Why data augmentation leads to decreased accuracy when finetuning?

panovr · May 31, 2017, 11:34pm

I use this script for finetuning different pretrained models in PyTorch on a custom dataset. My custom dataset has 200 categories, average 60 images per category, so totally 12000 images. And I split this dataset into 6000 training images and 6000 test images.

[1] finetuing only the last classifier layer without data augmentation
finetuning only the last classifier layer
[2] finetuing with all the layers without data augmentation
finetuning with all layers

Because this dataset has imbalance in class, e.g. some classes have 45 images each, and some classes have 30 images each. So I use data augmentation to augment the training set up to 256 images per category. The test set is not change. Specifically, I use these strategies for data augmentation:

random flip
random crop
random blur
random sharpen
random contrast enhancement
random affine transformation

[3] finetuning with all layers and data augmentation
finetuning with all alyers and data augmentation

comparision
| | top-1 | top-5 |
|-----|-------|-------|
| [1] | 77.5 | 93.6 |
| [2] | 91.3 | 98.1 |
| [3] | 87.8 | 96.8 |

From the above table, you can see:

finetuing with all layers can get higher top-1 accuracy than finetuing with only the classifier (91.3 vs 77.5). This is desired.
However, finetuing without data augmentation can still get higher top-1 accuray than with data augmentation (91.3 vs 87.8). This is for resnet18. I also tried resnet34, and get similar result. Originally, I think use data augmentation can get higher accuracy, but it didn’t.

So my question:

Why data augmentation leads to decreased accuracy when finetuning?
What data augmentation used in PyTorch ImageNet training? From the training code, I just see only random crop and random flip are used.
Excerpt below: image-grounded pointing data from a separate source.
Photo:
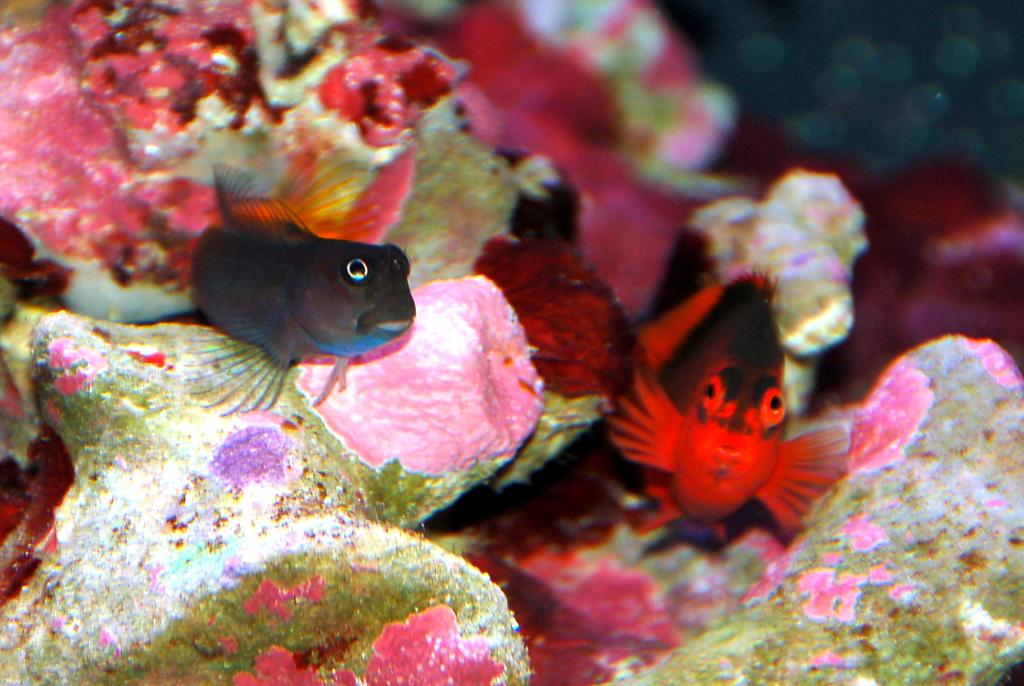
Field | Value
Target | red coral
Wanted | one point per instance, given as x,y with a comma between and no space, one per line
153,62
33,524
628,226
569,314
426,649
384,85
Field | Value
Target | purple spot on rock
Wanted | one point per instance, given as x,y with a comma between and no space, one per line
253,454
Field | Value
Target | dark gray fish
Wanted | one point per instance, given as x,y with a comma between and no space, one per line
281,293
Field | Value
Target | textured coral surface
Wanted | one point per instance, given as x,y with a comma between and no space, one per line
463,377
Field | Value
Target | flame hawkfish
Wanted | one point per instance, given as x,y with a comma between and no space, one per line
706,413
281,291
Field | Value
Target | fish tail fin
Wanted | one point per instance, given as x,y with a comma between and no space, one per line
228,373
645,425
808,465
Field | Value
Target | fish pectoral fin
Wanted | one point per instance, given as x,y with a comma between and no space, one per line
645,426
808,465
244,211
337,379
239,376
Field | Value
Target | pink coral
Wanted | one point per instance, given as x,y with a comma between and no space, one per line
610,598
775,573
463,377
64,355
279,600
888,421
863,534
830,597
427,649
996,361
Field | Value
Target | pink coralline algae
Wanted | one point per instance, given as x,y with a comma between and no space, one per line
774,574
997,362
889,419
832,658
82,365
278,667
863,534
830,597
252,455
426,650
384,85
462,377
280,601
611,598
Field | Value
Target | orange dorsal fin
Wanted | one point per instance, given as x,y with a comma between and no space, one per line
660,338
339,199
807,466
243,211
645,426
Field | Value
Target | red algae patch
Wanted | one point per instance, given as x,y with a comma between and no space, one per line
570,315
463,377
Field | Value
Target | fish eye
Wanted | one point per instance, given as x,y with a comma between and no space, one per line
356,270
772,408
714,393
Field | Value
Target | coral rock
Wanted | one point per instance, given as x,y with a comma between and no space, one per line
189,545
805,233
909,570
463,377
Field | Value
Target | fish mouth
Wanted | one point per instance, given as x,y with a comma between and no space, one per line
392,326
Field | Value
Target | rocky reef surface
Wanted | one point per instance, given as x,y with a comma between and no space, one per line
147,539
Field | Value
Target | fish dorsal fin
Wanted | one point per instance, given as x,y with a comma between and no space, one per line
243,211
660,338
807,466
343,200
646,424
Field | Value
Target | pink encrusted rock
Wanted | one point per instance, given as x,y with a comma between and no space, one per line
887,422
997,361
279,601
921,540
80,363
461,390
864,534
426,649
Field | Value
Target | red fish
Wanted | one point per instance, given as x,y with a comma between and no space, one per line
706,413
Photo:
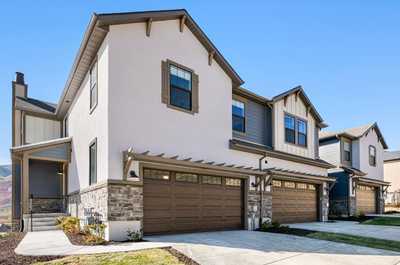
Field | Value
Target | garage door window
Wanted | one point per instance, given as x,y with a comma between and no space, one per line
156,174
233,182
212,180
302,186
290,185
186,177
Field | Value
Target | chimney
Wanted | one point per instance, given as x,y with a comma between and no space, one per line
20,89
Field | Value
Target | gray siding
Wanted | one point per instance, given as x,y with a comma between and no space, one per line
330,151
258,124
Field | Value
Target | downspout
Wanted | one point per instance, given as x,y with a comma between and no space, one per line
261,186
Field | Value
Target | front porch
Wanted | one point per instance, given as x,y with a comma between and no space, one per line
42,182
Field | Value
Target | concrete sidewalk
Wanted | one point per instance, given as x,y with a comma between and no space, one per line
56,243
354,228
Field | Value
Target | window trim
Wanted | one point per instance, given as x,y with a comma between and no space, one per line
93,107
92,143
369,155
166,87
296,140
236,98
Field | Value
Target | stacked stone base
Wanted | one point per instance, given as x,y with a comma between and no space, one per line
118,205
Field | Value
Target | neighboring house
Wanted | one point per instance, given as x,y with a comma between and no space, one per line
392,174
154,132
358,156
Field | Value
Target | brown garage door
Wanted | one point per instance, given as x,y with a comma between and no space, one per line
294,202
366,199
184,202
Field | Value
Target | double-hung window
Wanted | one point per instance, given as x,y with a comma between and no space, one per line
372,156
290,130
238,116
295,130
93,86
93,163
301,132
347,151
180,88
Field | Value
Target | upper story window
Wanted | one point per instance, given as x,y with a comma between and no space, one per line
346,151
301,132
290,130
180,89
372,156
93,163
238,116
295,130
93,86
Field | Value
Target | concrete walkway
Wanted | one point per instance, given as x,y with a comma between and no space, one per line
354,228
56,243
259,248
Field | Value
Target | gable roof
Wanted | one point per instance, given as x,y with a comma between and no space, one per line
97,30
355,133
391,155
35,105
300,91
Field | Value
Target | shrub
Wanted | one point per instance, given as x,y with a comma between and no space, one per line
134,236
69,224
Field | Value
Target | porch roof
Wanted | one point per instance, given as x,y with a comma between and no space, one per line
56,149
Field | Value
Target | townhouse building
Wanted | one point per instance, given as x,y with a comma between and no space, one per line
155,133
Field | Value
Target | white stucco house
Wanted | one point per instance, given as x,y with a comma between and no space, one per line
154,132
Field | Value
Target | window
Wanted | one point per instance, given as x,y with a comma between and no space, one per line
180,87
277,183
372,156
93,163
301,132
238,118
186,177
233,182
212,180
156,174
295,130
347,151
290,133
93,86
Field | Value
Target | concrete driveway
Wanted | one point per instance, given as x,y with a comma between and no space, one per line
248,247
354,228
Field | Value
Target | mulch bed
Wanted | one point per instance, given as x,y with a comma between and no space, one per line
181,257
8,256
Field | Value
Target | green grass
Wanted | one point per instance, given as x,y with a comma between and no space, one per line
391,221
143,257
340,238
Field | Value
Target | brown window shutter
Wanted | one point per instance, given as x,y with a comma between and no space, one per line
164,83
195,93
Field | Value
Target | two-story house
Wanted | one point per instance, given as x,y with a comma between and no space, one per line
153,132
358,156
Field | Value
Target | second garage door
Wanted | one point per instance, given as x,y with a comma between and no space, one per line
366,199
294,202
183,202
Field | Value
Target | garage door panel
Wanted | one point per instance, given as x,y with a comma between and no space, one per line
190,206
292,205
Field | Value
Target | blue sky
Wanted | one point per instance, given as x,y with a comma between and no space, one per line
345,54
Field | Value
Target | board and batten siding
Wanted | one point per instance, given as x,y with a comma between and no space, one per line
258,123
296,108
39,129
330,151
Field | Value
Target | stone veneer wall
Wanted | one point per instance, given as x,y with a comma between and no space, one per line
253,208
111,201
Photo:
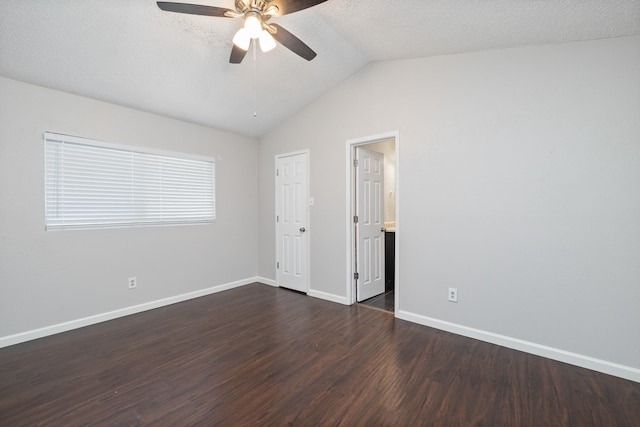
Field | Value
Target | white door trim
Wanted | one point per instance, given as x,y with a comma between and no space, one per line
350,211
307,267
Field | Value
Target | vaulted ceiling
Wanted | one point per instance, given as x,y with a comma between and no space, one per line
131,53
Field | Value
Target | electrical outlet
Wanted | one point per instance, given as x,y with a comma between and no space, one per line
453,295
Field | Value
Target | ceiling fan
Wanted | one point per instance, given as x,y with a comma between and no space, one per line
256,14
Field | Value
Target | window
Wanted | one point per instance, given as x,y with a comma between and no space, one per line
91,184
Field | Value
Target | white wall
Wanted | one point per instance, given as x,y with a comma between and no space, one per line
388,149
58,276
519,185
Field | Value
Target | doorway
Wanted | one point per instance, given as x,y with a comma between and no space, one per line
366,233
292,221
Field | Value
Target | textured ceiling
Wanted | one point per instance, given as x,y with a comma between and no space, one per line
131,53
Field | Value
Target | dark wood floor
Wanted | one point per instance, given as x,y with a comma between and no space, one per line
259,355
385,301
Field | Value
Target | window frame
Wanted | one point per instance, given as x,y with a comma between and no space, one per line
134,220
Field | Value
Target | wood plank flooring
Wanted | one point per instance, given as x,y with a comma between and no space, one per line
258,355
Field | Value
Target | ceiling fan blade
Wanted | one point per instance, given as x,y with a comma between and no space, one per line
194,9
293,43
290,6
237,54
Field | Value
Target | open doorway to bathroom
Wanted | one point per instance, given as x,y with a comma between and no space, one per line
373,230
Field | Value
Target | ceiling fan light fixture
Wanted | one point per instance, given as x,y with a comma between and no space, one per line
242,39
253,25
267,42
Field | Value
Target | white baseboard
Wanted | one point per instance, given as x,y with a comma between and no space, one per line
103,317
329,297
266,281
622,371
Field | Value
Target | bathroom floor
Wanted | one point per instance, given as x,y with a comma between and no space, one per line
384,301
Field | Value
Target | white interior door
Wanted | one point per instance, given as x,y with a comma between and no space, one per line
291,222
370,225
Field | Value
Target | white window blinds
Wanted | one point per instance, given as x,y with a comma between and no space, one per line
90,184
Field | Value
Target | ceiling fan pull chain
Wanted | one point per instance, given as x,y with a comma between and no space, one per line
255,80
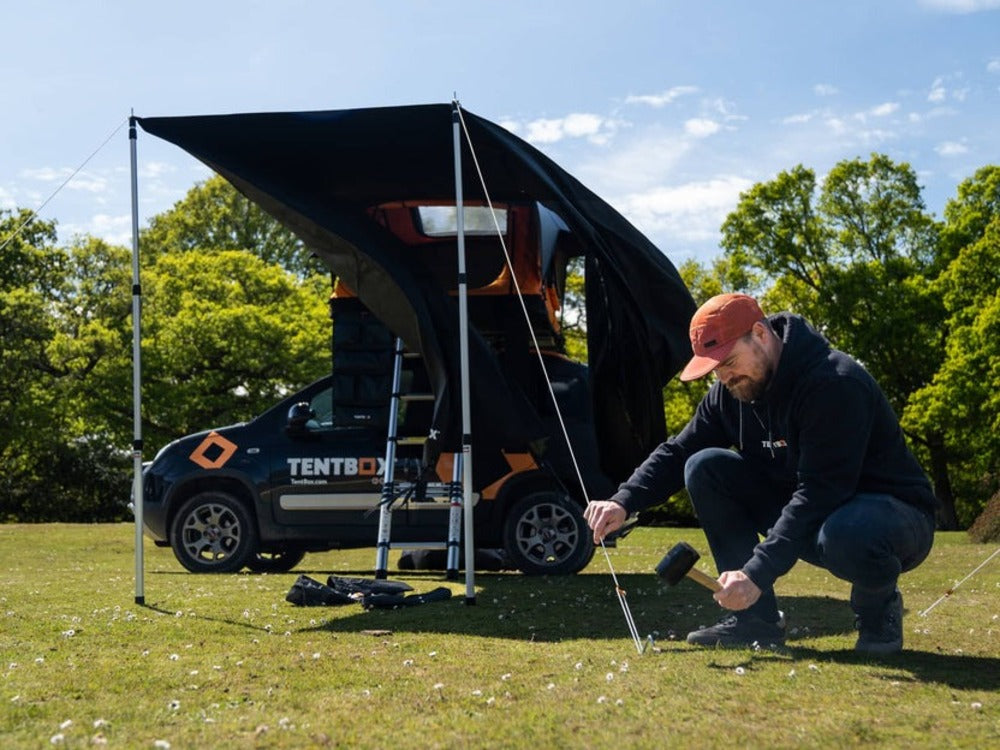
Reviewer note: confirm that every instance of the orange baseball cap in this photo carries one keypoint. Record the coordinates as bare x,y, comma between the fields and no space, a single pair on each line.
715,328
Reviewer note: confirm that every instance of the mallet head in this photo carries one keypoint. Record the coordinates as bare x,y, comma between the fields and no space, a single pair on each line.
679,562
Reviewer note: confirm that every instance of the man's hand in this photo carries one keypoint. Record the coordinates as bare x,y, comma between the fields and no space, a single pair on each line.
604,516
738,591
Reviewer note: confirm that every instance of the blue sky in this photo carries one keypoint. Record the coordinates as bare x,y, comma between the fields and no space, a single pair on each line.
668,109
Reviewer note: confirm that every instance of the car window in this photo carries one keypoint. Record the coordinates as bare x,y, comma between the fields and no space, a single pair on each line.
321,405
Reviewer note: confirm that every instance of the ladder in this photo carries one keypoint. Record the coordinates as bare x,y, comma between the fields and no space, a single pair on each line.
393,490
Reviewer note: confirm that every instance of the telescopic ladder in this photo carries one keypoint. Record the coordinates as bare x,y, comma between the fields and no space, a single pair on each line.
419,490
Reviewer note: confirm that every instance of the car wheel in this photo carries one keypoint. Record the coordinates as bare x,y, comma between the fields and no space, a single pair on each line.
213,533
545,534
279,561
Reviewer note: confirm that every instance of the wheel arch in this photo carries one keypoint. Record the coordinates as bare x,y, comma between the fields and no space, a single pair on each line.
215,483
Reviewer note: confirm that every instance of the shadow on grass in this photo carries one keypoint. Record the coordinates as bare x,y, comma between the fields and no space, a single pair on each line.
960,671
585,607
571,607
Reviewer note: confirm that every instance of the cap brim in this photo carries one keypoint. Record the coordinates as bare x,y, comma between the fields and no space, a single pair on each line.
700,366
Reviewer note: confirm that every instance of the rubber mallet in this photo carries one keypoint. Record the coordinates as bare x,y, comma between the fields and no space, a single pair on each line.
679,562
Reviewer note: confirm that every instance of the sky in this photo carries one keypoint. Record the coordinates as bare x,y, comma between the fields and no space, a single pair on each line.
667,109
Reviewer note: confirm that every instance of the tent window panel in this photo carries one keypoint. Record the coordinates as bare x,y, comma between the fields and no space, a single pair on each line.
442,221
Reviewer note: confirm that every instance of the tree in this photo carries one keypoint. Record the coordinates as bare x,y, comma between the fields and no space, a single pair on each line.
224,336
962,400
858,258
214,215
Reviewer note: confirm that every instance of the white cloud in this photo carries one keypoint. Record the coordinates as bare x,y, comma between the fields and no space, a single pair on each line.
938,92
700,127
961,6
594,128
799,119
155,169
545,131
661,100
688,213
634,166
46,174
116,230
884,109
85,181
951,148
smth · June 1, 2017, 5:41pm

data augmentation can lead to decreased accuracy if your model does not have enough capacity.

panovr · June 2, 2017, 11:35am

Thanks! I think maybe data augmentation will be more effective if I train from scratch than finetuning.

makio323 · December 7, 2017, 2:31pm

I see the same issue. I guess that some argumentation might not be used in creating the pre-trained model and introducing new argumentation in the fine-tuning process could distract the predictive power.

will_soon · May 4, 2018, 8:16am

But when trained from scratch, the data may not be enough.

I have about 16418 images including 120 classes. Now I am training from scratch, I find my val loss decrease very slowly.

Finetuning: val_loss 4.0(after one epoch)
From scratch: val_loss 4.0(after ten epochs)

will_soon · May 4, 2018, 11:17am

After cropping, the object may not be in the image.